Your friend must just want to have problems with his "first" gun - eh?
Should you ever get a Sigma?
Hell no.
WHY?
I must admit and confess. I owned one of the second generation, new and improved Sigma 40SW V series guns years ago. I really liked the grip and its erogonomics. SW got it right on the ergonomics.
But it experienced mutliple FTE, FTE, FTLB, FTS. Broken firing pin, messed up factory magazines, and it would not reliably feed FMJ. Forget JHP and that is after the SW certified gunsmith polished the feed ramp for me and completely "rebuilding" it per the factory.
They had five others in the shop too. From different manufacture dates.
Junk.
I used to be an investigator for Boeing in Seattle. More than 200 uniformed security officer had multiple versions of the Sigma line. And their armorers could not keep up with the repairs. Many officers could not qualify on the range due to the high level of failures. SW rebuilt and upgraded all of them twice and they still are big problems.
Is 200 plus bad Sigmas that are given light shooting duty but still jamming and failing to efect or slide not locking back or bad firing pins, enough evidence for you.

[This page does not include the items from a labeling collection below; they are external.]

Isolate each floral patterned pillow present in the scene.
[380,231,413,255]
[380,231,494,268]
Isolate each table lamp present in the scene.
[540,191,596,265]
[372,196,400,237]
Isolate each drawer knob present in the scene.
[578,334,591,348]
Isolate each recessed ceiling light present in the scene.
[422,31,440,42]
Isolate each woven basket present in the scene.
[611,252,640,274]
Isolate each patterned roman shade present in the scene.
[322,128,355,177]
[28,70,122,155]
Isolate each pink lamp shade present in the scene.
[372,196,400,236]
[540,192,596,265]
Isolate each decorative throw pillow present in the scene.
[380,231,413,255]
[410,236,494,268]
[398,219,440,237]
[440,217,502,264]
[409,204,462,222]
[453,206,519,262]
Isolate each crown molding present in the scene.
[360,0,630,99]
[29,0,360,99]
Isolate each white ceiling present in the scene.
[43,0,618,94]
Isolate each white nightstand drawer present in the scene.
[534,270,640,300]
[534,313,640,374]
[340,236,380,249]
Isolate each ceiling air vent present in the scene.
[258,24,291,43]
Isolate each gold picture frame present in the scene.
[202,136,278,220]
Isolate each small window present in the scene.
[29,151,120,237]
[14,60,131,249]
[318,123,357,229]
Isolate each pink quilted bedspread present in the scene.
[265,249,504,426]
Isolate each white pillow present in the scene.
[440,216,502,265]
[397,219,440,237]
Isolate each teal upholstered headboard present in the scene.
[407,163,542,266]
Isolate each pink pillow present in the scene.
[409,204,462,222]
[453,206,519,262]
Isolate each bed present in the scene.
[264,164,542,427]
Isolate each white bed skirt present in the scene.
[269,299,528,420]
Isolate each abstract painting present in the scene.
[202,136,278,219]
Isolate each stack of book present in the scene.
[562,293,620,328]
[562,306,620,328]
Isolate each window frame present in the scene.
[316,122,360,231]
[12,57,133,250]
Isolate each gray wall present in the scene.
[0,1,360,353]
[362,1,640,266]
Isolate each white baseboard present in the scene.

I saw them at the range "trying" to qualify with those pathetic guns. Even the range employees were laughing.
If you want the fugly gun with probably the WORST reliability reputation on the Net, tell your "friend" to buy it.
Why just not buy a used Glock, Sig, HK USP, Springfield XD, CZ, BHP, EAA Witness, and so on. Lots of great feedback on these guns.
I think your friend needs to save up his money and not make the mistake I made years ago. They gave me my money back and I bought a Glock.
If money is tight, the EAA Witness polymer line is a good value and they are good guns.